Maternal toxicity was apparent as decreased weight gain and reduced body weight in pregnant mice treated with vanadyl sulphate pentahydrate at doses of 37.5, 75 or 150 mg/kg/day. Effects on foetal weights and lengths, in addition to an increased incidence of poorly ossified skeletal elements at all dose levels was seen as embryofoetotoxicity. Treatment resulted in increased incidence of external malformations and gross, visceral and skeletal variations with cleft palate and micrognathia being the major gross malformations seen at the highest dose level (150 mg/kg/day).
The No Observed Effect Level (NOEL) for maternal toxicity, embryotoxicity, foetotoxicity and teratogenicity was less than 37.5 mg/kg/day.

Executive summary:

A prenatal developmental toxicity study has been undertaken on vanadyl sulphate pentahydrate using methods similar to those described in OECD TG No. 414.
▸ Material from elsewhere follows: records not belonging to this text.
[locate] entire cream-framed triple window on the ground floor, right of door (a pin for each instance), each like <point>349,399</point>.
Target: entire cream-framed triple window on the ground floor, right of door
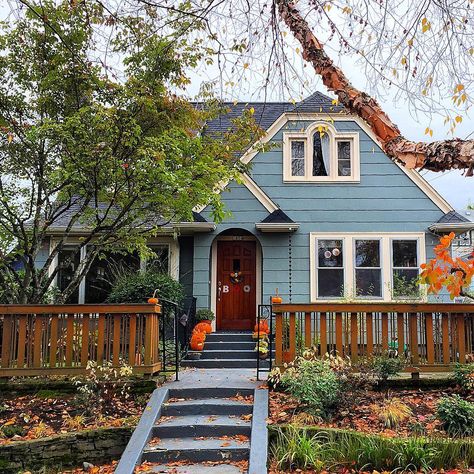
<point>366,265</point>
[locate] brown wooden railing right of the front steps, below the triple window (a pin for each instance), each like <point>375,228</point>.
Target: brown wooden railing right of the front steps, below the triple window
<point>431,336</point>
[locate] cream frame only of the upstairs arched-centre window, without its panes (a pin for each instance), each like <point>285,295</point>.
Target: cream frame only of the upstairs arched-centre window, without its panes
<point>334,137</point>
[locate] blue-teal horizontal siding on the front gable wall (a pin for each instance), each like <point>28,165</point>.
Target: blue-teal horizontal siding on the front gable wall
<point>385,200</point>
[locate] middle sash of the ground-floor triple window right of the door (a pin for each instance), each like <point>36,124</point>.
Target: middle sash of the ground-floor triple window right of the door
<point>368,269</point>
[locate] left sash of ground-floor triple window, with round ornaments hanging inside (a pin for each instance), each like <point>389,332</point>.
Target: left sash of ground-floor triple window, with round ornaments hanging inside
<point>330,262</point>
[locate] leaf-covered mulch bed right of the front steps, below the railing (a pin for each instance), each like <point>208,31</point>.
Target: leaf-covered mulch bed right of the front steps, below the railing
<point>358,414</point>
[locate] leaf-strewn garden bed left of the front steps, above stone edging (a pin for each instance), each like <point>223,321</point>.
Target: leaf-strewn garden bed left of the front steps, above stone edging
<point>38,416</point>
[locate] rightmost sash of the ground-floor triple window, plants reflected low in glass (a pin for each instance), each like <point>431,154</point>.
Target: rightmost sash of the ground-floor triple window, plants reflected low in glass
<point>405,268</point>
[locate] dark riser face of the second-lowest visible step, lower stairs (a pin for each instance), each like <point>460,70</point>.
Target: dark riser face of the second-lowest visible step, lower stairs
<point>194,431</point>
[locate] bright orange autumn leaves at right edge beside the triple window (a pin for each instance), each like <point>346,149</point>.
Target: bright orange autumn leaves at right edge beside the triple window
<point>454,273</point>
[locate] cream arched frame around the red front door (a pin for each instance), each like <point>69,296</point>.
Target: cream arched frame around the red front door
<point>258,271</point>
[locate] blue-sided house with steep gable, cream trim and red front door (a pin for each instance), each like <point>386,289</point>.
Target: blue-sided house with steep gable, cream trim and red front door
<point>323,215</point>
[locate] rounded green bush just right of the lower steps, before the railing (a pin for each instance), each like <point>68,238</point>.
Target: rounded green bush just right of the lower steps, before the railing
<point>314,384</point>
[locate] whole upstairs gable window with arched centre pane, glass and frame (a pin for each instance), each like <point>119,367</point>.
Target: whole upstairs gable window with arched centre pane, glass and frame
<point>321,154</point>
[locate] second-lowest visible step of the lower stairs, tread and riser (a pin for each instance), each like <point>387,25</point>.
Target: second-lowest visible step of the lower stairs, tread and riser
<point>201,425</point>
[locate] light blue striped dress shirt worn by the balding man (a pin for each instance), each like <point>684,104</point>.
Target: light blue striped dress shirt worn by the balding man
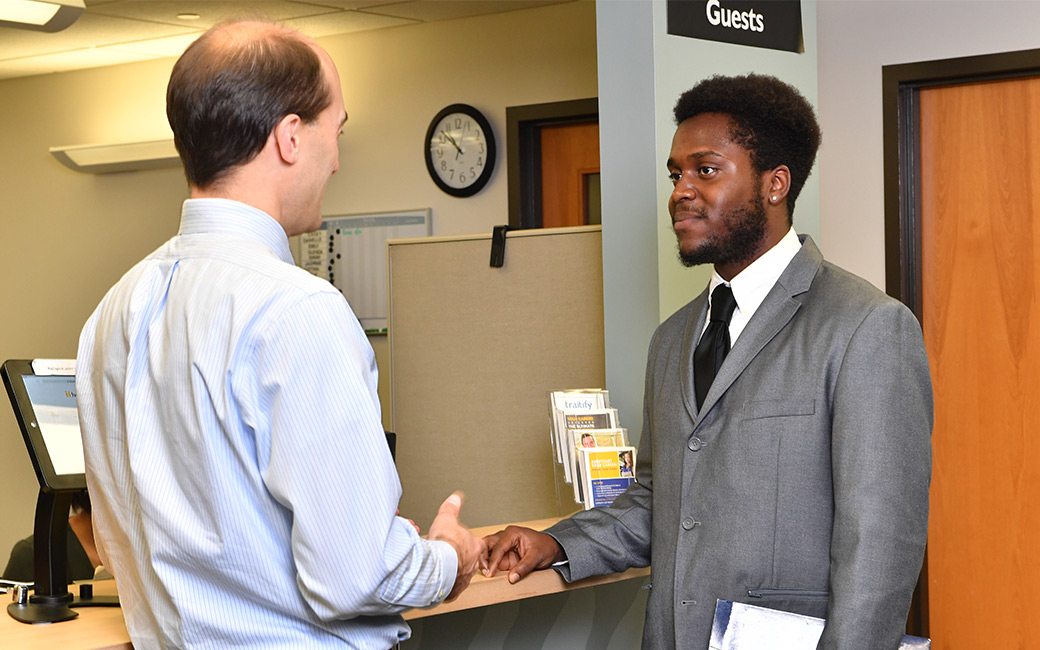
<point>244,492</point>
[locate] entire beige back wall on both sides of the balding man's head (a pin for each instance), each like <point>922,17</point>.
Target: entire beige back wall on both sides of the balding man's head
<point>67,237</point>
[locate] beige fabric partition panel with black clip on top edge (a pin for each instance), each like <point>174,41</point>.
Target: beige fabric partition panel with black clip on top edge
<point>474,352</point>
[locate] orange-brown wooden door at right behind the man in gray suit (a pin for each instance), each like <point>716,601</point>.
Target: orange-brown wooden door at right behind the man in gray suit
<point>980,226</point>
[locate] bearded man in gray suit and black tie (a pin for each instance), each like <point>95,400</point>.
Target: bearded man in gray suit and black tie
<point>798,479</point>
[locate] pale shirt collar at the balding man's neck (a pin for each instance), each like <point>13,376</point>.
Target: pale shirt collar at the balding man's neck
<point>225,216</point>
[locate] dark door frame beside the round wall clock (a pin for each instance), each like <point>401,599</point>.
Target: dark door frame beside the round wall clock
<point>524,147</point>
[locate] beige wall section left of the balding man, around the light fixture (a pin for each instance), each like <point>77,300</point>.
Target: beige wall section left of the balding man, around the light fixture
<point>67,238</point>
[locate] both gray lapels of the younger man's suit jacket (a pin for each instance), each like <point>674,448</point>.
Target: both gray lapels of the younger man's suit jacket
<point>774,315</point>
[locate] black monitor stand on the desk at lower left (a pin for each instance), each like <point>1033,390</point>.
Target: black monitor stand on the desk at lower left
<point>51,602</point>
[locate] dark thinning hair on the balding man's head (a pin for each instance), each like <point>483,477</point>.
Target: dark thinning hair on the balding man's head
<point>232,87</point>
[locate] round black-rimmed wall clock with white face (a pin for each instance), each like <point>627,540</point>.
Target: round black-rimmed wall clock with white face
<point>460,150</point>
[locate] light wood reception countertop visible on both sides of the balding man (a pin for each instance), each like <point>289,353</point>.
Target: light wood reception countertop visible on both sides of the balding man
<point>102,629</point>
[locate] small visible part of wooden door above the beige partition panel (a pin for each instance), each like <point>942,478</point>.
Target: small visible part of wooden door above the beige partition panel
<point>570,160</point>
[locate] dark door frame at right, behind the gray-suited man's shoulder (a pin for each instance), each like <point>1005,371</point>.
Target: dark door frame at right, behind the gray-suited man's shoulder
<point>901,116</point>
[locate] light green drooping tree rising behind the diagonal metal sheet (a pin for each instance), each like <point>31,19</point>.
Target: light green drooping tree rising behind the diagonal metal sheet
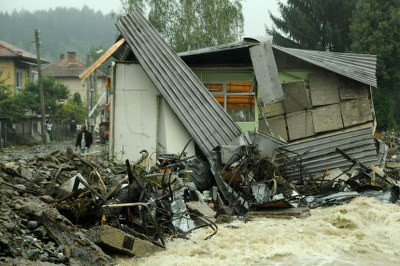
<point>192,24</point>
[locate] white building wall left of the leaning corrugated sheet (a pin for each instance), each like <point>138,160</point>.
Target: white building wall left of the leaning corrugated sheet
<point>140,119</point>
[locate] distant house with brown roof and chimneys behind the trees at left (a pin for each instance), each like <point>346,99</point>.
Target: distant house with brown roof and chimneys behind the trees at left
<point>67,70</point>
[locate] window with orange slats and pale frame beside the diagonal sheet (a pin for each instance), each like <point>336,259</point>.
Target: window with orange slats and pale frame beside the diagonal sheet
<point>237,98</point>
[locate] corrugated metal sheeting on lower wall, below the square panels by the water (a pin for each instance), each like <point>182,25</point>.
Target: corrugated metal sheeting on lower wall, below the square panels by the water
<point>319,154</point>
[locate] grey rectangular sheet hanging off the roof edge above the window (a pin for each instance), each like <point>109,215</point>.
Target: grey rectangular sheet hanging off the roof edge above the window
<point>266,71</point>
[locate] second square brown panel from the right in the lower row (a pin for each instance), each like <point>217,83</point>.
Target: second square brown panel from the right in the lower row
<point>327,118</point>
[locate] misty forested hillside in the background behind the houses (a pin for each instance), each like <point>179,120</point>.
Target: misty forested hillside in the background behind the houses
<point>61,29</point>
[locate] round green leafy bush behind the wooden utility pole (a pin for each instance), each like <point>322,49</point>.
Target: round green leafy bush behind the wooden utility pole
<point>54,94</point>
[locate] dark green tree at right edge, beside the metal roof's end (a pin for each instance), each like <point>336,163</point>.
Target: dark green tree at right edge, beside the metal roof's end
<point>374,30</point>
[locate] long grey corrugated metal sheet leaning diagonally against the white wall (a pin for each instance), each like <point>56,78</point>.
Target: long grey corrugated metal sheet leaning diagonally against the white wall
<point>196,108</point>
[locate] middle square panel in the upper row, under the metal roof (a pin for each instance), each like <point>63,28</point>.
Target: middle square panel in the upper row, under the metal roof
<point>324,89</point>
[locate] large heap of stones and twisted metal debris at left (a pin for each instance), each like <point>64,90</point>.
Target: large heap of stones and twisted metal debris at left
<point>62,207</point>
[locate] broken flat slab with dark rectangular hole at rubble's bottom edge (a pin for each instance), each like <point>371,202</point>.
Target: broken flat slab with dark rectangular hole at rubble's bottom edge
<point>113,239</point>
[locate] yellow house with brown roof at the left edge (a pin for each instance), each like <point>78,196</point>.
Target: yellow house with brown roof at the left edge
<point>17,66</point>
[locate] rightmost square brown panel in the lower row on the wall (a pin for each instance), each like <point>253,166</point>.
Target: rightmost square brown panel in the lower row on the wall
<point>356,111</point>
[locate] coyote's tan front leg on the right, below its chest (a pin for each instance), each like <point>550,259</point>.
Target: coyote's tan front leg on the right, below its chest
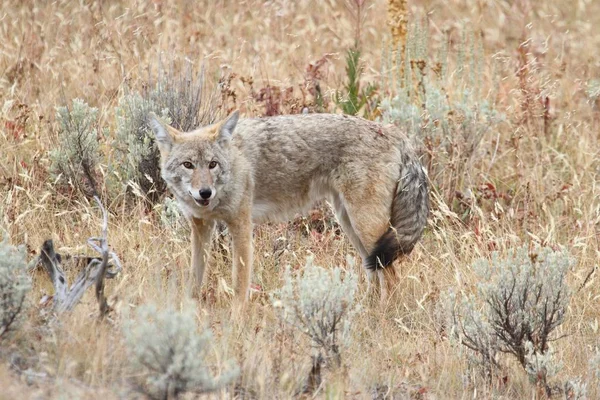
<point>241,233</point>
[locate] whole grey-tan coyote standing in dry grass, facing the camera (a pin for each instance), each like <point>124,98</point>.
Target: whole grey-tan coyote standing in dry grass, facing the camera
<point>267,169</point>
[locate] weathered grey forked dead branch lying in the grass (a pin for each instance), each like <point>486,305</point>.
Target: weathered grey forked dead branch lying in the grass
<point>106,266</point>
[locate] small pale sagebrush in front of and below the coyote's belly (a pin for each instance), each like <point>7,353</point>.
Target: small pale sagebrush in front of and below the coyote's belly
<point>319,303</point>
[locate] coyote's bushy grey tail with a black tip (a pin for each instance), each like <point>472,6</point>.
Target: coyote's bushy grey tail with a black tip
<point>410,209</point>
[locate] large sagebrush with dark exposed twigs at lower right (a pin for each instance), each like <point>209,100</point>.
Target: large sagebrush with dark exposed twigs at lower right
<point>521,299</point>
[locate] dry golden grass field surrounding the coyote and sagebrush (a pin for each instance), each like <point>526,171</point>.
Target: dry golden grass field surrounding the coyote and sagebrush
<point>536,180</point>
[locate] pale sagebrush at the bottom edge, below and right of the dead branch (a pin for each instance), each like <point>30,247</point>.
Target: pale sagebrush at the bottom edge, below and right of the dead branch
<point>166,346</point>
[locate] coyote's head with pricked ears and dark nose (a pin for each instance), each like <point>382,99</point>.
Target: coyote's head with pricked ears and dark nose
<point>195,165</point>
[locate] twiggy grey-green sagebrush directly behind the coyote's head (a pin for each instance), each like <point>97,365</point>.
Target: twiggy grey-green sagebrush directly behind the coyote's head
<point>181,100</point>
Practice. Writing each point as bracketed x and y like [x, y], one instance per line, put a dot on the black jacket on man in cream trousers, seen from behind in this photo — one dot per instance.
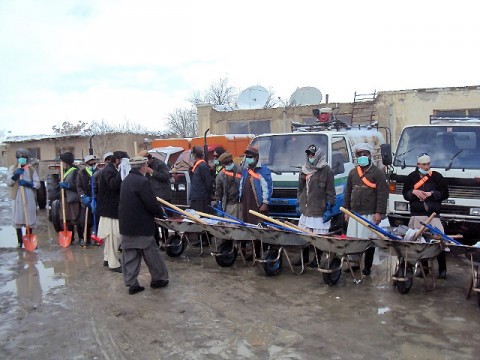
[108, 197]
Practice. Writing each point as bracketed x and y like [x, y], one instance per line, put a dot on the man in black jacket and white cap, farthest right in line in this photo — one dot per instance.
[425, 190]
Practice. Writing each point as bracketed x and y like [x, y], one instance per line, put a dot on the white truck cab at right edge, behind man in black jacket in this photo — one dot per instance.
[454, 149]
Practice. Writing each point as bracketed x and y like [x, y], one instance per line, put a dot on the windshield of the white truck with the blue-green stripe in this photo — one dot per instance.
[286, 152]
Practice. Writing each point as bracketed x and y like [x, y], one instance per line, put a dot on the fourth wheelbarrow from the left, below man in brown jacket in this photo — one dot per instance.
[336, 252]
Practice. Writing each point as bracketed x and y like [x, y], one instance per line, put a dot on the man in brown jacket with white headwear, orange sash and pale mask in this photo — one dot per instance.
[366, 194]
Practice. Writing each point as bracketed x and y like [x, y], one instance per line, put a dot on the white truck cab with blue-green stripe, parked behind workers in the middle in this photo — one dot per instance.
[284, 155]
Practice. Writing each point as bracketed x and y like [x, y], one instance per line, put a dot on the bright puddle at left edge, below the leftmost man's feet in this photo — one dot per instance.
[34, 279]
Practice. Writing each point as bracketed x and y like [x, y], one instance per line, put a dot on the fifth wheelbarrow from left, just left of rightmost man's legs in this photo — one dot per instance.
[409, 255]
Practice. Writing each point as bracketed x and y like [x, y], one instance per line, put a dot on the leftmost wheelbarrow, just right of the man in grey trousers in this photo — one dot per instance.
[176, 244]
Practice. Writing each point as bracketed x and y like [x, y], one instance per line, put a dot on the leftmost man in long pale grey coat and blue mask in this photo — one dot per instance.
[22, 178]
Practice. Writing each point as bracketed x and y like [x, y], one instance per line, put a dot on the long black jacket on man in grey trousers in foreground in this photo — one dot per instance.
[138, 206]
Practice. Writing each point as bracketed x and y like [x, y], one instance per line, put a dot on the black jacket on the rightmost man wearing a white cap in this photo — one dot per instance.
[436, 184]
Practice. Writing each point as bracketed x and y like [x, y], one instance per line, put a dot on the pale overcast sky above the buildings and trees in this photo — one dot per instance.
[117, 60]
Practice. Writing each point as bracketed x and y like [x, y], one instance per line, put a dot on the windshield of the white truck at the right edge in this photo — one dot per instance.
[452, 147]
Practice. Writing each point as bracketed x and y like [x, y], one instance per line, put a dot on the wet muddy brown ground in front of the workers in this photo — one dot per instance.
[64, 304]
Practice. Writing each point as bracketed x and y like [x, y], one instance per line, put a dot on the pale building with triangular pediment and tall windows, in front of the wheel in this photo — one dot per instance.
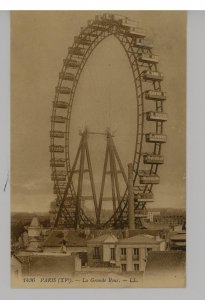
[127, 255]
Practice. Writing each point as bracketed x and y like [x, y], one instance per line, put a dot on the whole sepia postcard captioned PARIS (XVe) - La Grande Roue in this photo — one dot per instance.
[98, 149]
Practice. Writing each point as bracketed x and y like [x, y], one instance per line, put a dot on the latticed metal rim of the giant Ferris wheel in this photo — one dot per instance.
[89, 38]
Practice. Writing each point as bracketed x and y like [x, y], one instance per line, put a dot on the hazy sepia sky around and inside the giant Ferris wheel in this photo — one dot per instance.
[39, 43]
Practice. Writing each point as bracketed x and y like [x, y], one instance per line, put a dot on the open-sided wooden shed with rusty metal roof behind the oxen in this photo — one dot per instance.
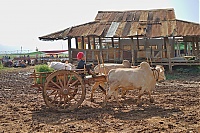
[134, 35]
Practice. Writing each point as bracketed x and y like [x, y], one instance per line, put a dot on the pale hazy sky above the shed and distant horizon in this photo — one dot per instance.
[23, 21]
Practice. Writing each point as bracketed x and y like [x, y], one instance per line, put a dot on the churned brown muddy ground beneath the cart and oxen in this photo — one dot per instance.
[176, 109]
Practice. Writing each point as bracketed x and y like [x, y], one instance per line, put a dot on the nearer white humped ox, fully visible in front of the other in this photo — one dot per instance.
[143, 78]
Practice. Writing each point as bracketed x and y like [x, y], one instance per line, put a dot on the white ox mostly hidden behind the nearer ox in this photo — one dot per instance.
[104, 69]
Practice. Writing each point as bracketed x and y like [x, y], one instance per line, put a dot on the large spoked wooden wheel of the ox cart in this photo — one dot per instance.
[64, 90]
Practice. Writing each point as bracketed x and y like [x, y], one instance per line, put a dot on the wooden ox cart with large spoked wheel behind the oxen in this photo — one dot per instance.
[64, 90]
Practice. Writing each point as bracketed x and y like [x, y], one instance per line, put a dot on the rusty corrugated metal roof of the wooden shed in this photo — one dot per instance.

Maternal toxicity was apparent as decreased weight gain and reduced body weight in pregnant mice treated with vanadyl sulphate pentahydrate at doses of 37.5, 75 or 150 mg/kg/day. Effects on foetal weights and lengths, in addition to an increased incidence of poorly ossified skeletal elements at all dose levels was seen as embryofoetotoxicity. Treatment resulted in increased incidence of external malformations and gross, visceral and skeletal variations with cleft palate and micrognathia being the major gross malformations seen at the highest dose level (150 mg/kg/day).

The No Observed Effect Level (NOEL) for maternal toxicity, embryotoxicity, foetotoxicity and teratogenicity was less than 37.5 mg/kg/day.